# 1. In logic

In logic, the non-contradiction principle prohibits the affirmation of contradictory propositions. In other words:

— The conjunction “**P** and **not-P**” expresses a contradiction, and, as such, is a self-destructing statement, which is necessarily *false*.

— The disjunction “**P** or **not-P**” is necessarily *true*.

One of the two propositions **P** and **not-P** must be true, both cannot be true simultaneously. The same thing cannot *be* and *not be*. This principle is considered by classical logic as a *law of thought*, and as an *axiom* by contemporary logicians. A logical system respecting the principle of non-contradiction does not contain any *antinomies*; it is said to be *consistent*.

**Negation — **Using the truth-table method, the negation operator is defined as follows:

P |
¬ P |

T | F |

F | T |

This table expresses the principle of the excluded middle. It reads:

line 1: “when P is true, then not-P is false”

line 2: “when P is false, then not-P is true”

# 2. In natural language

The application of the non-contradiction principle to everyday language is complex, because it presupposes that **P** is plainly true or false, not *far from true* or *practically false*, not true or not *according to the circumstances*.

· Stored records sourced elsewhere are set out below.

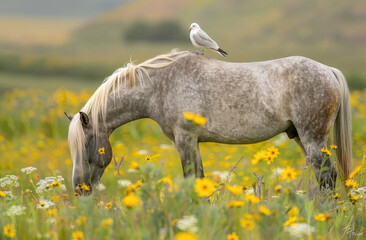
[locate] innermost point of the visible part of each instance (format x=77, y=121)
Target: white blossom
x=165, y=146
x=222, y=175
x=9, y=195
x=300, y=230
x=100, y=187
x=45, y=204
x=15, y=210
x=124, y=183
x=43, y=184
x=28, y=170
x=359, y=191
x=276, y=172
x=143, y=152
x=188, y=223
x=9, y=181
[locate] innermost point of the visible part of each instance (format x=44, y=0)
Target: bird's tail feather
x=222, y=52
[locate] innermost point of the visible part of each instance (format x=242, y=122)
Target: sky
x=78, y=9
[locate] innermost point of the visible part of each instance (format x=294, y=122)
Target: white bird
x=201, y=40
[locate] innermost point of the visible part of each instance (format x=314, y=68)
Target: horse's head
x=90, y=150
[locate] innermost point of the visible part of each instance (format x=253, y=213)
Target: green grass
x=9, y=81
x=33, y=132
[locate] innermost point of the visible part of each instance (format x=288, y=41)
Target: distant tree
x=165, y=31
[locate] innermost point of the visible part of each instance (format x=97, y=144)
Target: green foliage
x=38, y=138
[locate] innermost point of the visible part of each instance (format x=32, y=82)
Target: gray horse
x=243, y=103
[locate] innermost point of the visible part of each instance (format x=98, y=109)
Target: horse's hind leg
x=188, y=148
x=325, y=171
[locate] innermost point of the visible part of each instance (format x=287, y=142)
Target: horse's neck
x=128, y=105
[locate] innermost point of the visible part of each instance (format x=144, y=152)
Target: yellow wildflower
x=321, y=217
x=55, y=198
x=130, y=200
x=168, y=180
x=235, y=204
x=81, y=220
x=354, y=199
x=332, y=146
x=235, y=189
x=247, y=224
x=264, y=210
x=269, y=159
x=351, y=183
x=85, y=187
x=288, y=174
x=251, y=198
x=293, y=212
x=232, y=236
x=204, y=187
x=290, y=222
x=56, y=184
x=108, y=205
x=189, y=116
x=185, y=236
x=148, y=158
x=77, y=235
x=336, y=196
x=107, y=222
x=134, y=165
x=101, y=151
x=277, y=189
x=52, y=212
x=326, y=151
x=174, y=221
x=9, y=231
x=259, y=156
x=356, y=171
x=273, y=152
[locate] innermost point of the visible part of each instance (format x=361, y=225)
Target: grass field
x=40, y=203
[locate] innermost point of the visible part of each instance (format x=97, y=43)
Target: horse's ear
x=68, y=116
x=84, y=119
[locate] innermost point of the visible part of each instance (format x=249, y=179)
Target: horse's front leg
x=190, y=156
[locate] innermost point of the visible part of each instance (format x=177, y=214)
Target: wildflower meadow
x=258, y=191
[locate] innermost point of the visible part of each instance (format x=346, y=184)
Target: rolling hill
x=329, y=31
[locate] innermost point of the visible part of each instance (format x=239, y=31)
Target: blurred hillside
x=330, y=31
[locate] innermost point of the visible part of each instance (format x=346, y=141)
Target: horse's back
x=246, y=102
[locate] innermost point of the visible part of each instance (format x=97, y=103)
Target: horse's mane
x=96, y=106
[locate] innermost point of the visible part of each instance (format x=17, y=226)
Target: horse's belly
x=244, y=133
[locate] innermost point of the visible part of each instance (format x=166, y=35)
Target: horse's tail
x=342, y=136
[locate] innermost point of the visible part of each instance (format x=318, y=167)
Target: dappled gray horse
x=243, y=103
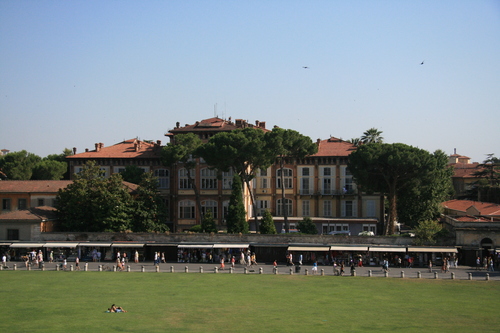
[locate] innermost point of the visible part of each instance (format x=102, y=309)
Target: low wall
x=224, y=238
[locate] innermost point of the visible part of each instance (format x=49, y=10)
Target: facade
x=475, y=226
x=25, y=194
x=319, y=186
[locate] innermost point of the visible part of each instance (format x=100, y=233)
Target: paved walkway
x=460, y=273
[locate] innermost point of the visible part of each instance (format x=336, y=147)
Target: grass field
x=76, y=302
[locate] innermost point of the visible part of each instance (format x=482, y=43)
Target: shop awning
x=61, y=244
x=25, y=245
x=348, y=248
x=387, y=249
x=309, y=248
x=432, y=249
x=95, y=244
x=195, y=246
x=127, y=245
x=231, y=246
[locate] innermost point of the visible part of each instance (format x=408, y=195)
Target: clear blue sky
x=73, y=73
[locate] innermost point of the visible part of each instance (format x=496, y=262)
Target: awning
x=387, y=249
x=349, y=248
x=195, y=246
x=127, y=245
x=61, y=244
x=433, y=249
x=309, y=248
x=25, y=245
x=96, y=244
x=231, y=246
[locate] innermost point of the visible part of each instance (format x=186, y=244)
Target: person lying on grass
x=115, y=308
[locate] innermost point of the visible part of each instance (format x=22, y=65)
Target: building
x=475, y=226
x=319, y=186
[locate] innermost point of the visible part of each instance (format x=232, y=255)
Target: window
x=5, y=204
x=210, y=205
x=262, y=206
x=22, y=204
x=184, y=183
x=186, y=209
x=370, y=227
x=288, y=207
x=327, y=181
x=349, y=208
x=163, y=176
x=208, y=179
x=370, y=208
x=306, y=208
x=287, y=178
x=227, y=180
x=327, y=208
x=12, y=234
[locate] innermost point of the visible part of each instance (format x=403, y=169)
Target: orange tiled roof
x=461, y=170
x=334, y=147
x=132, y=148
x=33, y=186
x=36, y=214
x=484, y=208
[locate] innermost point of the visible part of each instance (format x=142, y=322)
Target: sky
x=425, y=73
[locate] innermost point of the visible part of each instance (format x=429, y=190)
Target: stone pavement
x=459, y=273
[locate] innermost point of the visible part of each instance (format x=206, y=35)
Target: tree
x=306, y=226
x=183, y=150
x=488, y=183
x=390, y=168
x=421, y=200
x=236, y=221
x=267, y=224
x=283, y=144
x=372, y=135
x=426, y=231
x=208, y=223
x=150, y=212
x=243, y=151
x=93, y=203
x=133, y=174
x=19, y=165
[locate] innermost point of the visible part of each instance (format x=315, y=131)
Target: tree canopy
x=93, y=203
x=392, y=169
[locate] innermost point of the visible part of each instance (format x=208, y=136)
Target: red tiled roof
x=334, y=147
x=36, y=214
x=468, y=218
x=33, y=186
x=484, y=208
x=461, y=170
x=132, y=148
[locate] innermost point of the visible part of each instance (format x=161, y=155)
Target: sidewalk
x=460, y=273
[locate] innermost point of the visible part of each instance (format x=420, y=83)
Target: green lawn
x=50, y=301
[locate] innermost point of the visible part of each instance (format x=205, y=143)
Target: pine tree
x=236, y=221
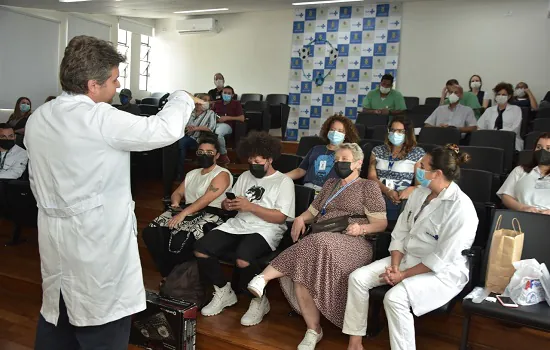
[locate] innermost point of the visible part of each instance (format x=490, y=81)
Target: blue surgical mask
x=24, y=107
x=336, y=137
x=396, y=139
x=124, y=99
x=420, y=177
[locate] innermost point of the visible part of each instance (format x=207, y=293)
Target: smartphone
x=230, y=195
x=506, y=301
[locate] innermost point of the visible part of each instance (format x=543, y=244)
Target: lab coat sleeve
x=402, y=228
x=17, y=169
x=456, y=234
x=128, y=132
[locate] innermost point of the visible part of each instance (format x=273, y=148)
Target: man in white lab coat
x=79, y=150
x=426, y=267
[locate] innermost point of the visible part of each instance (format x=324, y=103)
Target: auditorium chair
x=432, y=101
x=372, y=119
x=541, y=124
x=411, y=102
x=505, y=140
x=439, y=136
x=535, y=246
x=307, y=143
x=251, y=97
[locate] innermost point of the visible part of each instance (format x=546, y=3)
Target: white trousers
x=396, y=304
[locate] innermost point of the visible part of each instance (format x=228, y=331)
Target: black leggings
x=219, y=245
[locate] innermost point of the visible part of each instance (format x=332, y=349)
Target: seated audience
x=230, y=111
x=170, y=238
x=313, y=273
x=523, y=97
x=454, y=114
x=475, y=88
x=468, y=99
x=393, y=164
x=385, y=99
x=527, y=188
x=426, y=268
x=503, y=116
x=318, y=165
x=13, y=159
x=264, y=201
x=20, y=115
x=201, y=122
x=126, y=105
x=216, y=93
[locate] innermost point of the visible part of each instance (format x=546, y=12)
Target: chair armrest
x=380, y=244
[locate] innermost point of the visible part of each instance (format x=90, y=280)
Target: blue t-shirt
x=318, y=164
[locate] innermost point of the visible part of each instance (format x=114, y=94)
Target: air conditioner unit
x=199, y=25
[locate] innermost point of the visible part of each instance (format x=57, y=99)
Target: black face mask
x=7, y=144
x=205, y=161
x=542, y=157
x=258, y=170
x=343, y=169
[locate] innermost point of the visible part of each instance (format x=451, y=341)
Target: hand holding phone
x=506, y=301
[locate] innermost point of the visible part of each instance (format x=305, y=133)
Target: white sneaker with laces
x=257, y=285
x=223, y=297
x=310, y=340
x=259, y=307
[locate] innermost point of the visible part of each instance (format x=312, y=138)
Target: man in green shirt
x=385, y=100
x=468, y=99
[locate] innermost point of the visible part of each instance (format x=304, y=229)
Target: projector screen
x=81, y=26
x=29, y=58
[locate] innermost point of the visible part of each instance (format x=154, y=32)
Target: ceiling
x=166, y=8
x=160, y=8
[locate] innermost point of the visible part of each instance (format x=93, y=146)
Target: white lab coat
x=445, y=227
x=79, y=155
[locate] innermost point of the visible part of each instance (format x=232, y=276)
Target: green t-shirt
x=470, y=100
x=394, y=101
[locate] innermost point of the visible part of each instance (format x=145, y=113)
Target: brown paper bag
x=506, y=248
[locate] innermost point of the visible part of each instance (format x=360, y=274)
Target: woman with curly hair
x=263, y=199
x=318, y=165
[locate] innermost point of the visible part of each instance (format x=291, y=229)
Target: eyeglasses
x=398, y=131
x=202, y=153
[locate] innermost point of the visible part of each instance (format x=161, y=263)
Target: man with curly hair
x=264, y=199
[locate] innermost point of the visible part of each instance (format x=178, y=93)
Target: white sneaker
x=257, y=285
x=259, y=307
x=223, y=297
x=310, y=340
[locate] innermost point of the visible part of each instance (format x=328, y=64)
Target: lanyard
x=324, y=210
x=3, y=160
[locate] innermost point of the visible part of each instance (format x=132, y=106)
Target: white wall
x=63, y=18
x=440, y=40
x=501, y=41
x=252, y=51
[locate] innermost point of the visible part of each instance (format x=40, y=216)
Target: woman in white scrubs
x=426, y=267
x=527, y=188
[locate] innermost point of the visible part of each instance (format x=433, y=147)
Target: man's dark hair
x=259, y=144
x=387, y=77
x=211, y=139
x=87, y=58
x=452, y=82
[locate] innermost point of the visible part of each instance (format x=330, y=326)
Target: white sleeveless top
x=197, y=184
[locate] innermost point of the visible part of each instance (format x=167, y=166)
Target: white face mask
x=500, y=99
x=385, y=90
x=453, y=98
x=475, y=85
x=519, y=92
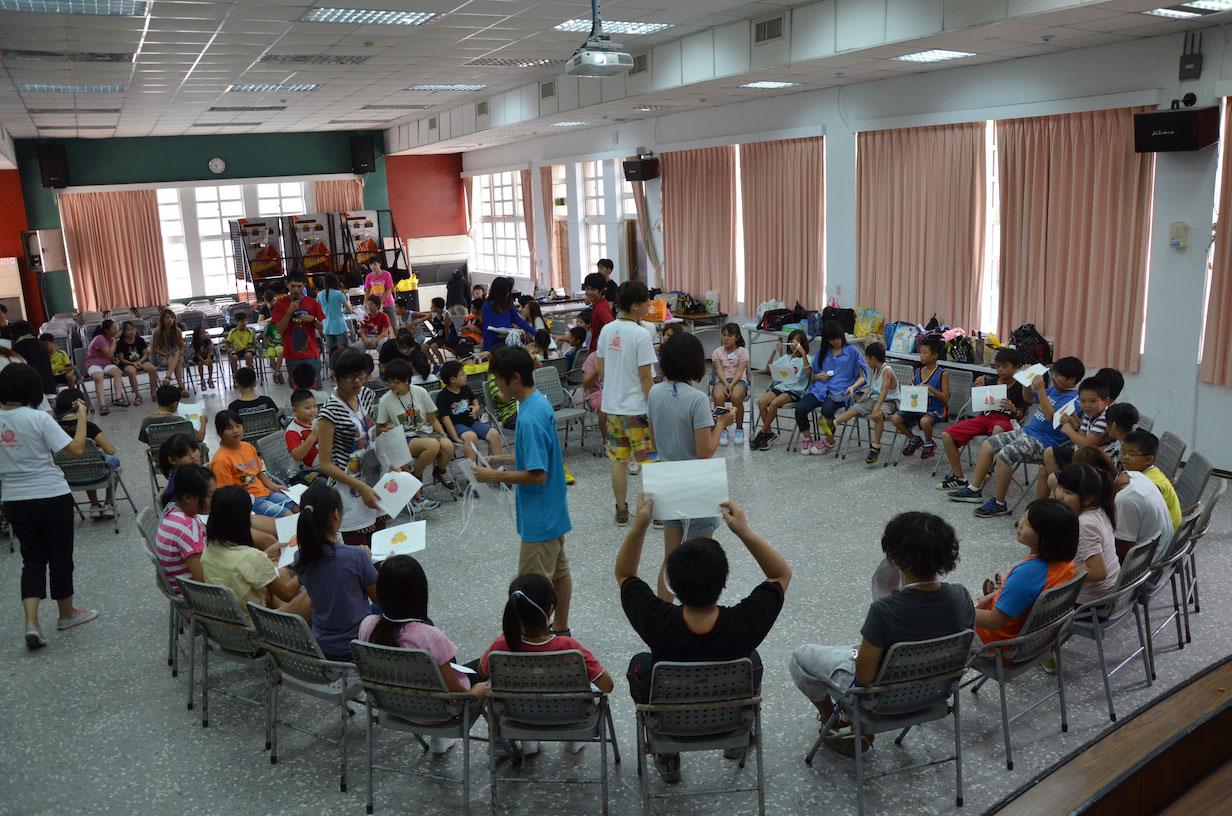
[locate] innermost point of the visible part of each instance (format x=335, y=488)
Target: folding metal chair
x=700, y=706
x=917, y=683
x=405, y=692
x=546, y=697
x=299, y=665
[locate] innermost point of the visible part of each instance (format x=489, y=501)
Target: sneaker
x=951, y=483
x=968, y=493
x=991, y=508
x=78, y=618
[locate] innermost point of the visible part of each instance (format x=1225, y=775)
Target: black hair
x=1090, y=485
x=1069, y=367
x=402, y=592
x=510, y=363
x=21, y=383
x=231, y=517
x=1122, y=414
x=1143, y=440
x=166, y=396
x=697, y=572
x=1056, y=526
x=527, y=609
x=630, y=293
x=681, y=359
x=317, y=507
x=923, y=542
x=1115, y=381
x=398, y=371
x=1008, y=355
x=223, y=420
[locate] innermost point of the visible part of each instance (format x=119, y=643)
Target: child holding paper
x=792, y=354
x=684, y=429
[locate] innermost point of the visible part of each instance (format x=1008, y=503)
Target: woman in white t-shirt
x=37, y=499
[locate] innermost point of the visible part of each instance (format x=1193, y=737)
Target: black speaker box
x=362, y=160
x=641, y=169
x=1185, y=128
x=53, y=164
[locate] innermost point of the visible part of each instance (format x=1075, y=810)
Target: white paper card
x=913, y=398
x=688, y=489
x=984, y=398
x=1028, y=375
x=394, y=491
x=401, y=540
x=392, y=449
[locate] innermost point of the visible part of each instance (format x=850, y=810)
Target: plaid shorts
x=630, y=439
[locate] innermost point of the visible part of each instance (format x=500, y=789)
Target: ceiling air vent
x=768, y=30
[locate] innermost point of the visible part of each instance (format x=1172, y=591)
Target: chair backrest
x=915, y=676
x=1191, y=482
x=1172, y=450
x=548, y=687
x=705, y=684
x=1051, y=610
x=405, y=683
x=218, y=613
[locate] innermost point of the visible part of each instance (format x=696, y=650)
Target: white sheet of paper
x=913, y=398
x=394, y=491
x=688, y=489
x=1028, y=375
x=401, y=540
x=984, y=398
x=392, y=448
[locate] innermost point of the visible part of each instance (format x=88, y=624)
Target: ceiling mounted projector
x=599, y=56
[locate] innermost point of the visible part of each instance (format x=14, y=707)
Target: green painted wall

Many argumentative forms appeal to the non-contradiction principle, albeit under different names: S. *Ad Hominem*; Dialectic; Contradiction; Consistency

The non-contradiction principle applies not only to logical, argumentative discourse, but also to any kind of discourse; inconsistent *narrations* or *descriptions* for example, are rejected as such.

According to the basic Aristotelian dialectical rule, any discourse resulting in a contradiction is irrational and must be abandoned. Hegelian dialectic sees in the ongoing treatment of contradictions the motor of History. The cynical politician can lay claim to Hegel to hide his opportunism:

Stalin’s speech on the five-year plan serves as an ardent apology for contradiction as a “*vital value*” and an “*instrument of struggle*”. One of Lenin’s great strengths was his ability never to feel a prisoner of what he had preached as true the day before […] Mussolini’s famous word “*Let us beware of the mortal trap of coherence*” could be signed by all those who intend to pursue a work within currents they cannot foresee.

Julien Benda, [*The Betrayal of the Intellectuals*], [1927][1]

The affirmation of a paradox as an *oxymoron* makes it possible to withstand the contradiction: “*O wound without scar!*”. Such paradoxical assertion is not seen as absurd or fallacious and eliminated as such, but triggers a quest to identify the deeper, symbolic meaning of the words *wound* and *scar* used in this context.

[1] Julien Benda, *La Trahison des Clercs*, [1927]. Excerpt from the *Preface* to the 1946 edition. Paris: Grasset, 1975, p. 78-79.